I will selfishly start with my post this week on Seeking Alpha as that can offer a different shading to what is investment risk. Investors who embrace dividends might suggest that they don’t worry much, or at all about the prices of their stocks, they’re mostly keeping an eye on the dividend payments. And I had suggested that they know that those dividends are not created out of thing air with Sorry, Dividend Investors Are Not Stupid.
And of course, here’s a quick way to knock off a whole bunch of great reads and links with Weekend Reads from Mark Seek at myownadvisor. You’ll also find many interesting personal insights on Mark’s recent posts as he and his wife prepare to downsize their living arrangements and perhaps add other life simplifications.

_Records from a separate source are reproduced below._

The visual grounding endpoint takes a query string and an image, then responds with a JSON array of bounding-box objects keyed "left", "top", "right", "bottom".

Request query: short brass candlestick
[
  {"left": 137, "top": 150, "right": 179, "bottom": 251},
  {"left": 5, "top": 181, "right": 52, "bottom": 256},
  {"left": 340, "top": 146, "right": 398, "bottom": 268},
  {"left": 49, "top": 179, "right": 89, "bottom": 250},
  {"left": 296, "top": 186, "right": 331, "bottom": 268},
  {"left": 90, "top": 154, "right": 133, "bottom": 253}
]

On wonderful and simple ETF Portfolio construction please have a read of this post on Boomer and Echo – Vanguard All Equity ETF (VEQT): My New One Ticket Investment Solution.
And of course there are also many great reads on FindependenceHub. There are many recent and interesting posts covering divorce, savings accounts, behavioural economics and housing affordability. I am partial to this post on a new type of annuity.
Here’s a provocative post from The Dividend Guy, International Stocks, Do You Really Need Them?
On MoneySense Jason Heath answers Can Canadian seniors collect government benefits while still working? I sure hope so, cause I won’t be able to truly retire for quite some time. I’ll need monies coming from everywhere.
On MillionDollarJourney a guest post from Chrissy of Eat Sleep Breath FI, Financial Independence, It’s About Why Not How. Hear, hear to that one.
And on the crap that goes on out there with regularity IG settles with MFDA over suitability of DSC sales to elderly clients. IG of course is the rebranded Investors Group. That akin to Kentucky Friend Chicken changing its name to KFC when people found out that eating buckets of deep fried chicken and french fries isn’t good for you. You know what else is not good for you? paying 2.5% on your investments and being taken advantage of. Yes I ended a sentence with a preposition. I had to.
And TD and Royal bank reported very solid numbers this quarter. Of course they make a lot of monies from their wealth management fees but the foreign assets are becoming the main revenue and profit drivers. Of course Larry Bates and myself would suggest that YOU own the banks, don’t let them own you.
On the Robo front recent news from Nest Wealth with the acquisition of RazorPlan and from Wealthsimple who nets an additional $100 million in funding and announces plans for the future with mentions of mortgages and an IPO and generally taking over the investment world. We welcome the news and greater noise and awareness that is to follow.